Acórdão nº 708/19.7T8GMR.G1 de Tribunal da Relação de Guimarães, 09 de Junho de 2020
Magistrado Responsável | PAULO REIS |
Data da Resolução | 09 de Junho de 2020 |
Emissor | Tribunal da Relação de Guimarães |
Acordam na 2.ª Secção Cível do Tribunal da Relação de Guimarães: I. Relatório M. L.
, instaurou ação declarativa sob a forma de processo comum contra M. J.
e F. F.
, todos devidamente identificados nos autos, pedindo seja declarada a resolução do contrato de arrendamento identificado na petição inicial, com consequente condenação dos réus a despejar de imediato o prédio arrendado, deixando-o livre e devoluto de pessoas e bens, bem como a pagarem à autora a parte das rendas vencidas e não pagas, desde julho de 2018 até à data da petição inicial, bem como as rendas vincendas até ao momento da restituição do arrendado.
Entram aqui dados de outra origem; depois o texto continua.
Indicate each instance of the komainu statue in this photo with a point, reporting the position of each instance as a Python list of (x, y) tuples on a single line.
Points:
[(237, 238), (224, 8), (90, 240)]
Alega para o efeito, e em síntese, que por contrato celebrado a 1 de janeiro de 1966, A. F., seu marido e entretanto falecido, cedeu o gozo do imóvel situado na Rua ...
, em Guimarães, a L. M., para sua habitação, pelo período de 1 ano, contra o pagamento de uma renda mensal de 1.200$00, pagamento esse a ser realizado no 1.º dia do mês a que respeitasse no domicílio do senhorio; a autora detém o cargo de cabeça de casal da herança aberta e indivisa por óbito do seu referido marido, sendo a ré e seu marido, ora réu, os atuais arrendatários do imóvel; em abril de 2018, fruto de sucessivas atualizações, a renda mensal cifrava-se em €258,29; por carta registada rececionada pelos réus em 18-04-2018 comunicou-lhes a sua intenção de submeter o contrato de arrendamento ao NRAU, pelo que o valor da renda passaria a ser de €684,79/mês e a duração do contrato passaria a ser de 1 ano, sendo que, alega, os demandados não deram qualquer resposta à carta remetida, concluindo pela sua aceitação da mesma; sustenta que não obstante a verificada transição, os demandados nunca pagaram a renda pelo valor resultante da comunicada atualização, mantendo-se a pagá-la pelo valor de €258,29 o que configura fundamento de resolução do contrato de arrendamento.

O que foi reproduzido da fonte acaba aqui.